Hey, it’s been a while since I did a slow travel digest.  I think that’s because, until this spring, we did more fast travel than slow.  We spent time in Dubai, Thailand, the Bay Area, and midwest locations over the fall and winter months.  But those trips were 1-3 weeks in nature, rather than months-long.

But hey, we’re back at it.

So I’ll talk about my experience in Spearfish, South Dakota, where we spent a month.  If you’re just in it for the video content and picks, though, you can skip to the bottom.

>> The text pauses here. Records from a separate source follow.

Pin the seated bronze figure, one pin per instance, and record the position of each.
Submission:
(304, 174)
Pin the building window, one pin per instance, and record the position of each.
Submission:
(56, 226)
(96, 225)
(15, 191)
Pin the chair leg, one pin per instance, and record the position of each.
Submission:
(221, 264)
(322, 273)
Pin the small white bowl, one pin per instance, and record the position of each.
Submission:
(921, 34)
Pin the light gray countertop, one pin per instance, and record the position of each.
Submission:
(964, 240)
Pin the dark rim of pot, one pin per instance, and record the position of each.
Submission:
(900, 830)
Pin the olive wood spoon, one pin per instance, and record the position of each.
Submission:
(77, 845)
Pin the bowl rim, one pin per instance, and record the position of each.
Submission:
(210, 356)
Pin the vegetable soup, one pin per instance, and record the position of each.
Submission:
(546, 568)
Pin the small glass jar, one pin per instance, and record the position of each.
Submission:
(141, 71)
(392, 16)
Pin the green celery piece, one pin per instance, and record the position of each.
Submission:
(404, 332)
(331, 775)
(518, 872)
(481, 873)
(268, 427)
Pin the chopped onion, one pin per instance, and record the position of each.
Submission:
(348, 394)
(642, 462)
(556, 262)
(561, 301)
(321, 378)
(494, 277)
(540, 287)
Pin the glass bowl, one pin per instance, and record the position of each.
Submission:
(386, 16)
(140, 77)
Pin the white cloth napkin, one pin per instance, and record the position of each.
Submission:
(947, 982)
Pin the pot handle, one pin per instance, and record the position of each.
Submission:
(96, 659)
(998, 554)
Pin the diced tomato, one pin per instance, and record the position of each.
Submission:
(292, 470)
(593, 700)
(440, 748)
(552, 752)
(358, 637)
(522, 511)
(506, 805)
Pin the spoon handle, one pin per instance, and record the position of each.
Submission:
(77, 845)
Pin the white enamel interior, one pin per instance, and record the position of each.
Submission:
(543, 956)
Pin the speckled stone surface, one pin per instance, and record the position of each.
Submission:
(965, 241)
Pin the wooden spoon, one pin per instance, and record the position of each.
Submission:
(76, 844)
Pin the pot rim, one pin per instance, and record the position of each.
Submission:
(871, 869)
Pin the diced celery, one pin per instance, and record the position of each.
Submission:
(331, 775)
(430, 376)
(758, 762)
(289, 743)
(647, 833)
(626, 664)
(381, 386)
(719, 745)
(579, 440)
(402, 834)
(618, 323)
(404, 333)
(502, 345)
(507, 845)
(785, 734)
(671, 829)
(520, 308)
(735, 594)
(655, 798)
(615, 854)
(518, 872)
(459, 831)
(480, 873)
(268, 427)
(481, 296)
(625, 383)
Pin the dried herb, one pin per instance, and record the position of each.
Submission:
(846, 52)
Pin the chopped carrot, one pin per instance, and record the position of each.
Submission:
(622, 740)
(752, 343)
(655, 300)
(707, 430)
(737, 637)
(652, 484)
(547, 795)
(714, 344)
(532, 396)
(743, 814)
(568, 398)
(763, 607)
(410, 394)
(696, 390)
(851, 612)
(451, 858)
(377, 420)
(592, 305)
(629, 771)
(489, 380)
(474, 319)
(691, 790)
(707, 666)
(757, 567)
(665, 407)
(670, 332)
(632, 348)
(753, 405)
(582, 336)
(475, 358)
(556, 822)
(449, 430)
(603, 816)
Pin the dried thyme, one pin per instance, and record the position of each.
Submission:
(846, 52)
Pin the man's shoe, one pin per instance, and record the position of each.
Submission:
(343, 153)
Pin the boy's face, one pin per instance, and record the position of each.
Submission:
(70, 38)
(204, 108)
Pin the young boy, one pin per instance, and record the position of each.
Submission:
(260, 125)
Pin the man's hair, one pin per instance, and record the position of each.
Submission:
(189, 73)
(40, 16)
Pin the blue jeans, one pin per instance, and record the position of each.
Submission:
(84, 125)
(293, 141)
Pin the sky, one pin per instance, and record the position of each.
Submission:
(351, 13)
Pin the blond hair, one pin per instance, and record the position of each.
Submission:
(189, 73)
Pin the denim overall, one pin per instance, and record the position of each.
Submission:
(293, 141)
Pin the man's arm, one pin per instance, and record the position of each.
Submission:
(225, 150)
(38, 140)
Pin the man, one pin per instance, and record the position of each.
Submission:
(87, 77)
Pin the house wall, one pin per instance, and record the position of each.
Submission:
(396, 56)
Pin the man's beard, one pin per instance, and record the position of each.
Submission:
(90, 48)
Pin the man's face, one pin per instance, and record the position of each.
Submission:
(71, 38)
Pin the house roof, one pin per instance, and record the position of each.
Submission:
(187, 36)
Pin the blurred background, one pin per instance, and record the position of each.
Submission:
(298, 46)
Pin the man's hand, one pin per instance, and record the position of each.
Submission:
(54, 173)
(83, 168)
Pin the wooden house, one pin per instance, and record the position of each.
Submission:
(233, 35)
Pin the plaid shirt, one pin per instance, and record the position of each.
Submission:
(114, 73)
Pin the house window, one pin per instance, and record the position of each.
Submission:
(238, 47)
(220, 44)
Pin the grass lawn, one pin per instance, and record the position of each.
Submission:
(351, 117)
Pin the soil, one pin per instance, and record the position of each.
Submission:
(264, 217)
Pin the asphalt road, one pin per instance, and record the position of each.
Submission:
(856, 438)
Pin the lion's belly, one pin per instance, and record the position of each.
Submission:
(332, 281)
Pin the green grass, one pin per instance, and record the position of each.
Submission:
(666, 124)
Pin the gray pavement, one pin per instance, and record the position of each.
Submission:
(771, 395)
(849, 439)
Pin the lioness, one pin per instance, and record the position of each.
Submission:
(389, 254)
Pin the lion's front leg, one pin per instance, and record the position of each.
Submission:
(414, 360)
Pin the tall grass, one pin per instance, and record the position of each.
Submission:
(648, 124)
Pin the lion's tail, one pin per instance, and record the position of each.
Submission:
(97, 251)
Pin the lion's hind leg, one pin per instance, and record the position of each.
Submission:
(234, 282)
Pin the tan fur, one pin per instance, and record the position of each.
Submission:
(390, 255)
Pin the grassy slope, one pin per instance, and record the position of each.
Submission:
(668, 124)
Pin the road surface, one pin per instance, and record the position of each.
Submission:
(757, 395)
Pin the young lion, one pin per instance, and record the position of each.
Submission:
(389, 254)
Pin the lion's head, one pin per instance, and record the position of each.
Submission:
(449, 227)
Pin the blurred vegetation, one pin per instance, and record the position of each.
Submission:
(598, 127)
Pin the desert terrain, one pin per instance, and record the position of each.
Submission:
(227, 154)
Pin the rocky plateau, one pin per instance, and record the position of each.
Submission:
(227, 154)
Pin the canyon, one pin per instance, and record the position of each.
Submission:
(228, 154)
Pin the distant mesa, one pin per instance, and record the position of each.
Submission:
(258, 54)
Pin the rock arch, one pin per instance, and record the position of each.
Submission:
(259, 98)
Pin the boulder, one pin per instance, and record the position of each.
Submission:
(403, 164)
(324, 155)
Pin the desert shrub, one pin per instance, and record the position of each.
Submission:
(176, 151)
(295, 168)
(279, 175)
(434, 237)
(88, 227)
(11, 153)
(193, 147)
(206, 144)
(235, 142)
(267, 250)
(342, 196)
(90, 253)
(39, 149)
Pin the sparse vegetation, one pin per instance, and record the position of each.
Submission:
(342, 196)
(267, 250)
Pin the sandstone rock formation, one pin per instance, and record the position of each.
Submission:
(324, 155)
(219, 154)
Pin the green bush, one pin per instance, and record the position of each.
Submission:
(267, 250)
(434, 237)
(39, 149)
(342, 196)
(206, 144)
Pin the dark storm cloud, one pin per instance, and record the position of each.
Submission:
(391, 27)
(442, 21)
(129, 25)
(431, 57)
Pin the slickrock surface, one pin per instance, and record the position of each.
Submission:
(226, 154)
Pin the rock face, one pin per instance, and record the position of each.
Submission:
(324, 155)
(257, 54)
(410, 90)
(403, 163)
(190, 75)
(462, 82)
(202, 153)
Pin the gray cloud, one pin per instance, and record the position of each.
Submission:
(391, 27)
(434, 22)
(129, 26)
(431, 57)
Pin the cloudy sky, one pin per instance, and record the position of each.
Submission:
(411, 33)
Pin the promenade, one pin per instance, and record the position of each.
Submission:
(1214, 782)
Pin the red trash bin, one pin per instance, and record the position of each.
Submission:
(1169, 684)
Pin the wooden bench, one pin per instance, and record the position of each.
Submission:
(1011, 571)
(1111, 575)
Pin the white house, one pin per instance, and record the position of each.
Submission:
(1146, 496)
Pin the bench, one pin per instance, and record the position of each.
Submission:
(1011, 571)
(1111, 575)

Spearfish: The Black Hills Experience

Amanda and I tend to move around a lot.  But early March saw us in Michigan at our house, so when the world battened the hatches, we battened down along with it.  After all, our normal lifestyle is already fairly distanced from everyone, so in a lot of ways, minus the lack of mobility, nothing much changed for us.

But after two months of that, we grew pretty restless and decided to head somewhere more open/remote and less touched by the whole COVID situation.  The “somewhere” we picked was South Dakota because of a combination of the appeal of the Black Hills and its relatively laissez faire approach to lockdown restrictions.

And, man was it good to hit the road after two months of being stationary.

Cats on the road.

We headed to Spearfish, South Dakota, which was about 16 hours driving from our lake house.  Spearfish sits in the Black Hills of South Dakota and is maybe an hour and a half from Mt. Rushmore and very close to motorcycle Mecca, Sturgis.  It’s a town with probably around 10,000 people and was a fun mix of the rural and the surprisingly cosmopolitan.